Bridge over the River Po, Turin, Italy

A bridge day.

I wish I were writing about a day where I completed some kind of bridge-related challenge, like to visit every bridge (the water-crossing type) in Torino or learn to play bridge (the card game type). But I’m afraid this is more mundane.

Tomorrow is a public holiday here in Italy. As many Italian people have told me — with pride or shame depending on their temperament — the Italian tradition with Tuesday and Thursday public holidays is to take the Monday/Friday off too, to make a four-day weekend. Many people I speak to are surprised that this seems completely normal to me and that many people in Australia do the same thing. They seem to think it’s a uniquely Italian tradition, that shows how clever/lazy (again depending on the speaker’s temperament) the Italian people are.

But the Italians do have one advantage over the Australians, which is that they have a word for this: ponte, literally, “bridge”.

This year, I decided to take a bridge day myself. Well, I called it a “work from home day”, to try and keep the hard-working-Anglo-Saxon myth alive, and I did indeed do an entire half-hour of work. But my main goal for the day was actually to pay my garbage collection bill.

Last year, I discovered that everyone in Torino has this bill due on the same day, and my bank account is somehow set up so I can’t pay it online. Last year, I spent a good three hours at the post office on the day it was due, waiting for my turn to pay it along with all the pensioners who didn’t use online bill paying either. This year, I was going to be smart and pay a few days in advance, and my bridge day seemed like a good opportunity.

I got off to a good start, going to the local post office in the morning, with several hours to spare before it closed. It wasn’t too busy, which was a pleasant surprise, and I figured I’d even get some grocery shopping done before coming home for lunch.

Until  I discovered that my local post office, which looks exactly like a post office outside and in, down to the surly staff, and which offers various bill-paying services, is not a post office for the purpose of being able to pay one’s garbage collection bill.

“You’ll have to go to the office on via Bologna,” the lady at the counter told me.

After some lunch I decided to try again.
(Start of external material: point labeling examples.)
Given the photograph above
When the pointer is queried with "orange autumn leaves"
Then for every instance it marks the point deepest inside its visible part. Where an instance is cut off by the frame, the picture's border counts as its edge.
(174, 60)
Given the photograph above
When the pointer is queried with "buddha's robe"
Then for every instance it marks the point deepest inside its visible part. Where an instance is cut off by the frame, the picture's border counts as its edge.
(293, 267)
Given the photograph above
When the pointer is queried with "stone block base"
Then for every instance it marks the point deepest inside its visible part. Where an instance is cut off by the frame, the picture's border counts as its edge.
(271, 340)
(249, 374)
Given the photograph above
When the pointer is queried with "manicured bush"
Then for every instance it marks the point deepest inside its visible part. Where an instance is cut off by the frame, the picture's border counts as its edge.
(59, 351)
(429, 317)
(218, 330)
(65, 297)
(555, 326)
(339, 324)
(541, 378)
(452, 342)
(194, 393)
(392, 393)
Getting this bill paid was my one goal for the day, and even if I’d bought groceries and mopped the kitchen floor (for the first time in… ah, never mind) I’d still feel a bit like I’d wasted a day if I ended up having to miss more work to get this bill paid. So I headed to the central post office, which is one of the few that are open until the evening.

In the end, it was mostly painless. One hour in line (not bad!) and I kept myself amused by tallying the people who, among the fifty or so in the hall, weren’t wearing black, blue or grey coats:

  • The lady with the gorgeously structured cherry-red felt coat. I imagined if she were my friend I’d be calling her regularly for fashion advice.
  • The man with greying curly hair, in an olive green puffy jacket and complementary green-grey trainers.
  • The twenty-ish woman with her head shaved on one side who wore a zebra-print hoodie.
  • The small girl in a bright purple jacket and pink beanie, who toddled around and around the room, followed by her mother or father who were taking turns on toddler-chasing duty, until she wore herself out and fell asleep on her mum’s lap.

 

2 thoughts on “A bridge day.

  1. bevchen

    In German it’s called a Brückentag, which literally means “bridge day” and some companies are actually totally closed on them! I had never even heard of this concept before moving to Germany.